Acrescem ainda problemas em recolher e tratar uniformemente as informações, uma vez que "a recolha de dados sobre os alunos efetuada através dos sistemas de informação do Ministério da Educação não é global nem tempestiva, uma vez que não integra as regiões autónomas, onde o Abandono é muito significativo, e tem um desfasamento de meio ano nas escolas privadas".
E, finalmente, "não existem, no sistema educativo nacional, indicadores para medir o Abandono.

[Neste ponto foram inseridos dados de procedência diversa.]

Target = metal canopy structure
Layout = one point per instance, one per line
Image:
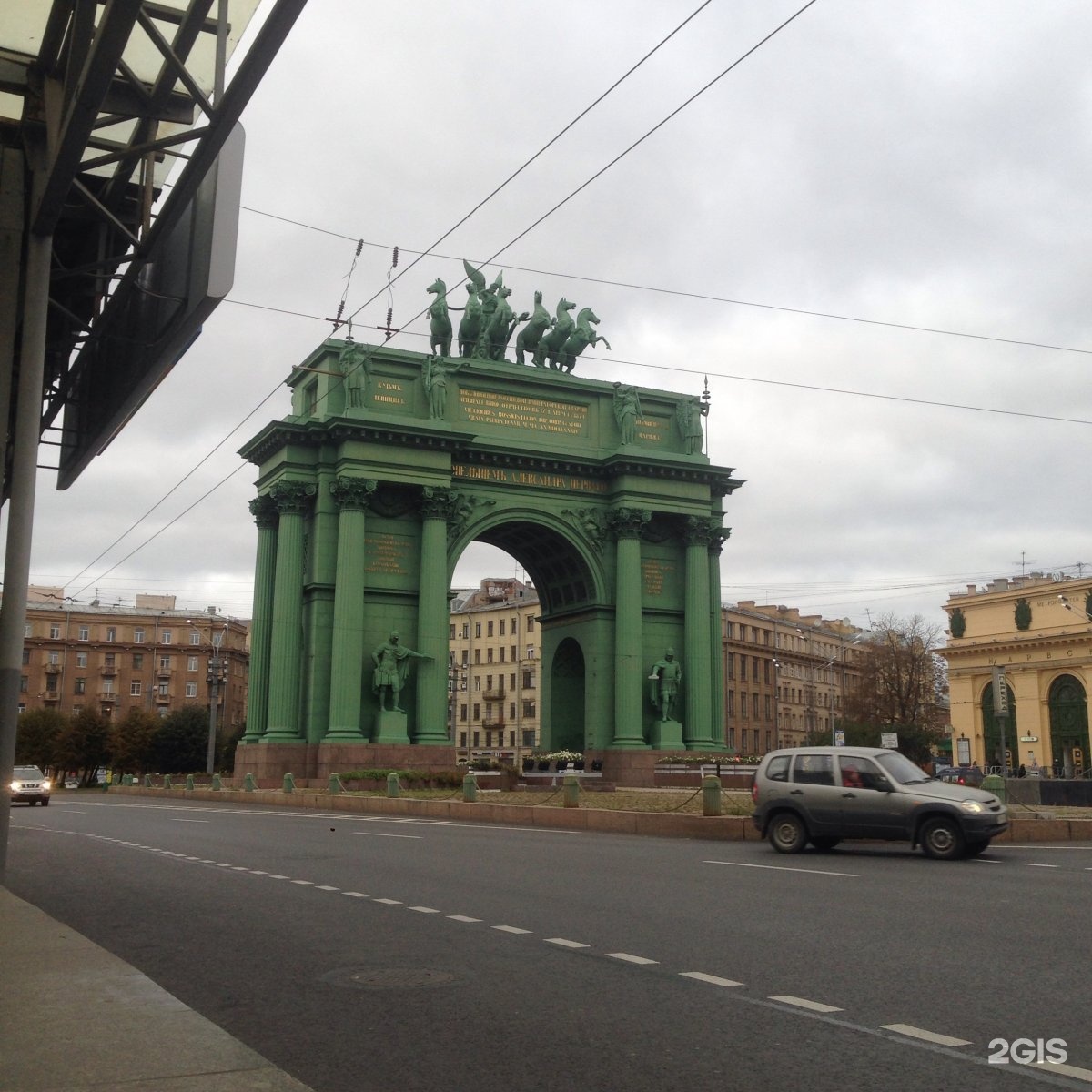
(106, 274)
(103, 101)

De facto, nem o indicador internacional, o do INE, que incide nos jovens dos 18 aos 24 anos e que resulta do Inquérito ao Emprego, nem a Taxa de Retenção e Desistência, calculada pela Direção-Geral de Estatísticas da Educação e Ciência e centrada no desempenho estático de um ano letivo, são adequados para medir o Abandono."
Desta forma, conclui o relatório, não é possível conhecer "os reais números do Abandono em Portugal, frustrando quer a implementação eficiente das medidas preventivas e de recuperação dos alunos em Abandono ou em risco de Abandono, quer o direcionamento adequado do financiamento".
"O combate ao Abandono, como um dos pilares da política de educação da União Europeia, assenta na convicção de que um país que apresente níveis elevados de Abandono enfrentará dificuldades para manter níveis elevados de emprego e de coesão social e enfrentará obstáculos para a consecução de um crescimento inteligente, sustentável e inclusivo - a prioridade da Estratégia Europa 2020 e da Agenda 2030", lê-se no documento.
Assim, e perante os problemas identificados, o relatório do Tribunal de Contas deixa algumas recomendações ao Ministério da Educação:
- Definição de uma estratégia global para o combate ao Abandono que integre uma estrutura de monitorização e avaliação;
- Definição clara e inequívoca dos conceitos de Abandono e de risco de Abandono e dos respetivos indicadores no sistema de ensino nacional;
- Mapeamento do Abandono, com detalhe a nível nacional, regional e local;
- Implementação de sistemas de controlo eficazes para o cumprimento dos deveres de matrícula e de frequência na escolaridade obrigatória;
- Interoperabilidade dos sistemas de informação para a recolha de dados de alunos no território nacional e de modo tempestivo;
- Promoção da transparência e do detalhe no Programa Orçamental PO 14, onde se mostre evidenciado, designadamente, o montante afeto ao combate ao Abandono.
A todos estes problemas identificados pelo TC acresce uma nova dificuldade que se prende com o encerramento das escolas em março de 2020 devido à pandemia de covid-19, que empurrou os alunos para o ensino à distância durante parte do ano letivo 2019/20, e ainda com as incertezas em relação ao próximo ano letivo. O ensino à distância traz novos desafios para o combate ao abandono escolar, como bem chamou a atenção a Ordem dos Psicólogos que no passado dia 30 de junho publicou uma série de recomendações sobre o assunto que foram também divulgadas no site da Direção-Geral da Educação.
Neste contexto de pandemia e encerramento das escolas, alerta a Ordem dos Psicólogos, "pode ser ainda mais difícil aos profissionais garantir o apoio escolar necessário, assim como promover a motivação, o envolvimento e o compromisso das crianças e jovens com as tarefas académicas".
Face à circunstância excecional que vivemos, as crianças e jovens podem sentir mais dificuldades em encontrar motivação para os estudos: "Podem sentir ansiedade e incerteza face ao futuro e ter dificuldade em imaginar-se nele, delineando um plano de vida realista. Podem ainda sentir dificuldade no processo de tomada de decisão vocacional e na gestão das expectativas e motivações escolares/ académicas".
Além disso, as dificuldades económicas familiares podem também influenciar a decisão de continuar (ou não) a estudar, sublinham os psicólogos. Neste contexto, as recomendações do TC poderão ter uma relevância ainda maior.